Thanks to the work of Leo Kouwenhoven and his team at Delft, the MIT Technology Review has listed quantum computers among its '10 Breakthrough Technologies' for 2017 noting that: »... a raft of previously theoretical designs are actually being built«. The article goes on to indicate that the growing corporate interest in quantum computing is playing a significant role in the viability of the technology as those corporations are offering financial backing to both the research and development of assorted adjacent technologies.
It's worth noting that IBM first demonstrated a working quantum computer in 2000 and has been making an iteration of this available to the public via a cloud-based service since last year. Google too has been working on its own quantum computer, while both NASA, Lockheed Martin and the Los Alamos National Laboratory are working with The Canadian company D-Wave System. However, Wired warned that:
> ... today’s quantum computers still aren’t practical for most real-world applications. qubits are fragile and can be easily knocked out of the superposition state. Meanwhile, quantum computers are extremely difficult to program today because they require highly specialized knowledge.
Russ Juskalian of the MIT Technology Review offers a further warning aimed at D-Wave's quantum annealing technology by claiming that:
> The approach, skeptics say, is at best applicable to a very constrained set of computations and might offer no speed advantage over classical systems.
But by Juskalian's own reporting, the absence of this speed advantage might soon disappear if Harmut Neven, the head of Google’s quantum computing effort, is able to deliver a 49-qubit system in the coming year as promised.
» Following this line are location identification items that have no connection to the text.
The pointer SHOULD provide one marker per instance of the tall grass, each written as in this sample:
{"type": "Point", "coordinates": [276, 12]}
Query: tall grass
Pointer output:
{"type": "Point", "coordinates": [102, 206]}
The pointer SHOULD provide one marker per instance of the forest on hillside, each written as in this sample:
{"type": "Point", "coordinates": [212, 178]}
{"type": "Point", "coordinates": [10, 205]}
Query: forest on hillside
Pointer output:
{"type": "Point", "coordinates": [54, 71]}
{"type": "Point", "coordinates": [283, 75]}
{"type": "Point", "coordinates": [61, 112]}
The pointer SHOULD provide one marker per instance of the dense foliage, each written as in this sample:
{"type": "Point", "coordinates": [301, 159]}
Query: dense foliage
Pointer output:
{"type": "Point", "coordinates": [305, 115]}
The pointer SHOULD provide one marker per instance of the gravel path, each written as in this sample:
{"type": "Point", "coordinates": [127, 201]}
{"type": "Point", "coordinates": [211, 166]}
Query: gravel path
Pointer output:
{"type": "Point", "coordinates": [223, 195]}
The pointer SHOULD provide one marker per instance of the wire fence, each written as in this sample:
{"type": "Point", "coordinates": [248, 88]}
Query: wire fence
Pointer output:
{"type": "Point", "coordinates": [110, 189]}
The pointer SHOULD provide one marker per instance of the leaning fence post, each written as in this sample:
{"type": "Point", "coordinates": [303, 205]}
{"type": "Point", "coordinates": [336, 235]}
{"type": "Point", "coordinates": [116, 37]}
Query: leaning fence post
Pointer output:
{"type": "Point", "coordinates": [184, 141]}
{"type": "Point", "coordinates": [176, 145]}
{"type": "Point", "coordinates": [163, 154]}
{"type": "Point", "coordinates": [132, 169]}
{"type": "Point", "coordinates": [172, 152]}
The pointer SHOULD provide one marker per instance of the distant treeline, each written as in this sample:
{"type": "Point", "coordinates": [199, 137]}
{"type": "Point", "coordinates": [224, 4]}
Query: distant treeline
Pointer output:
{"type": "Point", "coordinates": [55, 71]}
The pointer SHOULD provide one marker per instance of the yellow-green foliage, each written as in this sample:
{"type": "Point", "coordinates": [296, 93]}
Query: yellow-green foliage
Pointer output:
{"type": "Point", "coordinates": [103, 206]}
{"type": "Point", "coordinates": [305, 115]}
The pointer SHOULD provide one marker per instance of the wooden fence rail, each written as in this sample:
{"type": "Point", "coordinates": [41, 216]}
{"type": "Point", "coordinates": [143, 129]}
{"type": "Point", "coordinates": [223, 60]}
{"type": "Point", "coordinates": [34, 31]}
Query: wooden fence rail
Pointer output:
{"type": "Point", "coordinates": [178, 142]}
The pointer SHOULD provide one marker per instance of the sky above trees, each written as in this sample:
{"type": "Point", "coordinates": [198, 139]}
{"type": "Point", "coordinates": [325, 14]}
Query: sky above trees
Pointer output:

This is an important milestone, as Juskalian describes:
> The target of around 50 qubits isn’t an arbitrary one. It’s a threshold, known as quantum supremacy, beyond which no classical supercomputer would be capable of handling the exponential growth in memory and communications bandwidth needed to simulate its quantum counterpart. In other words, the top supercomputer systems can currently do all the same things that five- to 20-qubit quantum computers can, but at around 50 qubits this becomes physically impossible.
Despite all this, quantum computing is still largely confined to the lab. But we should be mindful of how it might impact our lives. For instance, this technology could render state-of-the-art asymmetrical encryption based on the RSA model (the history of which was covered in a recent episode of 50 Things That Made the Modern Economy) obsolete since one of the greatest strengths of a quantum computer is factoring large numbers. While RSA will be replaced by quantum cryptography in time, it's fair to expect that there will be a period where only universities, wealthy corporations and governments will wield this power.